Pour son premier long-métrage, la réalisatrice franco-sénégalaise, une des sept cinéastes femmes en compétition cette année, a posé sa caméra dans un village rural du nord du Sénégal.
« Un personnage qui est tombé du ciel »
Présenté samedi sur la Croisette, le film est entièrement en peul.
Au centre de l’intrigue, un couple: Banel et Adama. Les deux tourtereaux s’aiment et ambitionnent de quitter le village pour vivre loin des pressions de deux familles.
« L’histoire d’amour est un prétexte pour raconter l’histoire de Banel », déclare la réalisatrice à l’AFP. « J’avais envie de raconter la complexité, la profondeur de cette femme, ses questionnements et ses souffrances ».
Fougueuse, frondeuse, rebelle… Banel souhaite vivre sa vie et sa passion avec Adama comme elle l’entend. Lorsqu’elle tient tête à sa belle-mère en lui confiant son refus de la maternité, celle-ci agite la menace d’une deuxième épouse.

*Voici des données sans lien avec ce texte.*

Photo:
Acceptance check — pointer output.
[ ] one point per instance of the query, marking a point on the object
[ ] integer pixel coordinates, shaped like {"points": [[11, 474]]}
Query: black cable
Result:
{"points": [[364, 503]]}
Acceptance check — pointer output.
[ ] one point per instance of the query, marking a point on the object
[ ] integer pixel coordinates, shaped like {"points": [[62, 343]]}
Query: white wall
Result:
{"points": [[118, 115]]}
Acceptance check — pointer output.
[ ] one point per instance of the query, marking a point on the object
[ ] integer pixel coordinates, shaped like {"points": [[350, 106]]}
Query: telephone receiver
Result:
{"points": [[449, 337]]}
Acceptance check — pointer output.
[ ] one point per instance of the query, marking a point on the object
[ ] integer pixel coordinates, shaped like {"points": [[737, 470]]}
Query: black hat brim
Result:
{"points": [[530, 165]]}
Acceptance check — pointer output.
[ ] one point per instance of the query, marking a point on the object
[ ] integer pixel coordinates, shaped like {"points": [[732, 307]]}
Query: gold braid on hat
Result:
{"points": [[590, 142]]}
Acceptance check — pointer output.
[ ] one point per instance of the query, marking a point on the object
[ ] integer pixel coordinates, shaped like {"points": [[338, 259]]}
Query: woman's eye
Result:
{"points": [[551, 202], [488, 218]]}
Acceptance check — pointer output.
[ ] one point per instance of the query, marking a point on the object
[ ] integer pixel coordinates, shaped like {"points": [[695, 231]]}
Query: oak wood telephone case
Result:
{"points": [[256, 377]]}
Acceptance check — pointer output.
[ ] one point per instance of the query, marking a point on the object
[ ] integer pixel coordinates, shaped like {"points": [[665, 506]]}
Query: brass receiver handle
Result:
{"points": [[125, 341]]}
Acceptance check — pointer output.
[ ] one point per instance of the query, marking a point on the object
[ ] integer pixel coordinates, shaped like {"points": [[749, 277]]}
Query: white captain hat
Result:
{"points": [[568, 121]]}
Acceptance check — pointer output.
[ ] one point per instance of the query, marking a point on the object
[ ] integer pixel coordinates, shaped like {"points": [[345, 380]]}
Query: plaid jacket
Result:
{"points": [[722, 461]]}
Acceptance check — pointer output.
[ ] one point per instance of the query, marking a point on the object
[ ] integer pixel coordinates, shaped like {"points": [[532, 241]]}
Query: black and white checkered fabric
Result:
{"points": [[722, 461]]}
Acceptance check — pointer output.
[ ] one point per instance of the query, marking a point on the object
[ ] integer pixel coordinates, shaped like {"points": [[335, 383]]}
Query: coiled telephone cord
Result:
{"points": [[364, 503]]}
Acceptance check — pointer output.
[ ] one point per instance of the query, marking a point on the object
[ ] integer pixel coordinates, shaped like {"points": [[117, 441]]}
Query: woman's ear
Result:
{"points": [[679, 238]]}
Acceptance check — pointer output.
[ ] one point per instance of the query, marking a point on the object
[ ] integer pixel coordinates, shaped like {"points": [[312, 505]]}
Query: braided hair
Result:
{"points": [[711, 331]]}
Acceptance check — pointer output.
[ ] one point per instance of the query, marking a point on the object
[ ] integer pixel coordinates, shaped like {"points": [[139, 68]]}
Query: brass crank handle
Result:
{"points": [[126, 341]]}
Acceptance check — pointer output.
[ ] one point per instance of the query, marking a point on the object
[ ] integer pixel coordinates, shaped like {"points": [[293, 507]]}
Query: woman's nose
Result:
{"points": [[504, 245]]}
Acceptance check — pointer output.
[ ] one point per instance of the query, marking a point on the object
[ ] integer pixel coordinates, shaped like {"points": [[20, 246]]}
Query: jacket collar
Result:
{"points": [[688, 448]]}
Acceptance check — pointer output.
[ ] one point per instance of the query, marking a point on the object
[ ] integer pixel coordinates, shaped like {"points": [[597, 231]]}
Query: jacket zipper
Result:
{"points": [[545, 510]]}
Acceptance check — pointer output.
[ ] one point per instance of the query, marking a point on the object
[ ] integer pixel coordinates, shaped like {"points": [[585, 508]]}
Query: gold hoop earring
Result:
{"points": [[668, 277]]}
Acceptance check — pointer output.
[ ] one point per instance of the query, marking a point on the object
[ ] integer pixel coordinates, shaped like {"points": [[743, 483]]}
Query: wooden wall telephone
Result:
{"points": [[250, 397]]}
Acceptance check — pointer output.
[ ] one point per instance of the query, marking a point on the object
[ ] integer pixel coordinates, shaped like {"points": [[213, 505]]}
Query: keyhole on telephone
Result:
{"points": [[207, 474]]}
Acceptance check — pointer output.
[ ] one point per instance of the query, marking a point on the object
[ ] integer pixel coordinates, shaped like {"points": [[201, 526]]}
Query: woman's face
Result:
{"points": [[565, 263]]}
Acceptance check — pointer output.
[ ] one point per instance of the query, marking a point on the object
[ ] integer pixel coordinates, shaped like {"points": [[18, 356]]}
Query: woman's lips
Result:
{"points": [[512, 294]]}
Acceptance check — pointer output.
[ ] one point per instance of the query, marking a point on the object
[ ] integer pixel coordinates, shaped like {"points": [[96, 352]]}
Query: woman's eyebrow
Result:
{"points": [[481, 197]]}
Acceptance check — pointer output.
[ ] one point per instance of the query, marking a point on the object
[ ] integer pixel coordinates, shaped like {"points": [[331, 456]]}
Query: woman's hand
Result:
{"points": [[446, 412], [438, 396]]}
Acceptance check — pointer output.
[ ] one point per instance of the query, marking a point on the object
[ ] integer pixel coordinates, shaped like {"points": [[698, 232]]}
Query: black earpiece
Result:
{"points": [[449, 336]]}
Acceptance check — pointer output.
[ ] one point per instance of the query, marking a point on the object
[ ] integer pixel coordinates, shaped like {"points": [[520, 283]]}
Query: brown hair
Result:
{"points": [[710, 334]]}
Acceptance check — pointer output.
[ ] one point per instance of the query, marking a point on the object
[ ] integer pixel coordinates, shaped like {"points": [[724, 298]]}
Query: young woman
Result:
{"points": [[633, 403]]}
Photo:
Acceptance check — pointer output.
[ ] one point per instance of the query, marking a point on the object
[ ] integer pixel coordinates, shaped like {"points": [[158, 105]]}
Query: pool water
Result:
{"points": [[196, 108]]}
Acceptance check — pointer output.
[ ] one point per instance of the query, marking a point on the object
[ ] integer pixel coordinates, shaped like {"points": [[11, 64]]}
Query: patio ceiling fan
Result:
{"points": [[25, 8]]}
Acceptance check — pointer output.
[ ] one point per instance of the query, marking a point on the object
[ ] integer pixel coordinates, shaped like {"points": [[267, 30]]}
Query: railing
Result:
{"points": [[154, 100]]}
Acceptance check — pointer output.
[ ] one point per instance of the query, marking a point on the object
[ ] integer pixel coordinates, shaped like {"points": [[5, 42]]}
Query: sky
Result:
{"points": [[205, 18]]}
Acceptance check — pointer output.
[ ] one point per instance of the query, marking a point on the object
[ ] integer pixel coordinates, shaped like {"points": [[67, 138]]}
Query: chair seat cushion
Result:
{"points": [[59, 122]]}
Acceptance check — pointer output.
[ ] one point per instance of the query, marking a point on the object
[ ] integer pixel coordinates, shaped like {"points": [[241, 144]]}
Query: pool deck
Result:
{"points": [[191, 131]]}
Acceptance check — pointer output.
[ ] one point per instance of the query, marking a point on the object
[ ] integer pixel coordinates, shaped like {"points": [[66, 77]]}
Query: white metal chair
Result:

« Banel, c’est un personnage qui est tombé du ciel, qui n’a pas sa place dans ce village. Elle fait tout pour y vivre mais n’y arrive pas », poursuit-elle. Et d’ajouter avoir eu envie de raconter une « histoire universelle ».
Isolée, Banel n’a pas d’amie, son frère jumeau la réprouve.
« La compétition peut être très dure »
Ce film, Ramata-Toulaye Sy l’avait écrit en 2014 alors qu’elle était étudiante à l’école de cinéma la Fémis. « Je l’avais mis de côté car je ne me sentais pas prête à réaliser. Ce n’est qu’en 2020 que j’ai décidé de me lancer », relate-t-elle.
Ramata-Toulaye Sy, qui est née, a grandi et fait ses études en France, confie avoir ressenti le « besoin » de réaliser son premier film au Sénégal.
Une œuvre à l’image très soignée. « La première partie du film, c’est vraiment l’Afrique rêvée, sa nature, sa lumière, explique-t-elle. La deuxième partie du film est plus sombre et évoque la question de la sécheresse, qui tue le bétail et pousse les villageois à quitter leurs terres.
Représentante du continent africain, aux côtés de la Tunisienne Kaouther Ben Hania, comment vit-elle le fait d’être en compétition ? « C’est un peu effrayant », dit-elle dans un sourire.
« La compétition peut être très dure, les critiques aussi. Mais bon, on est là et c’est grande une fierté ».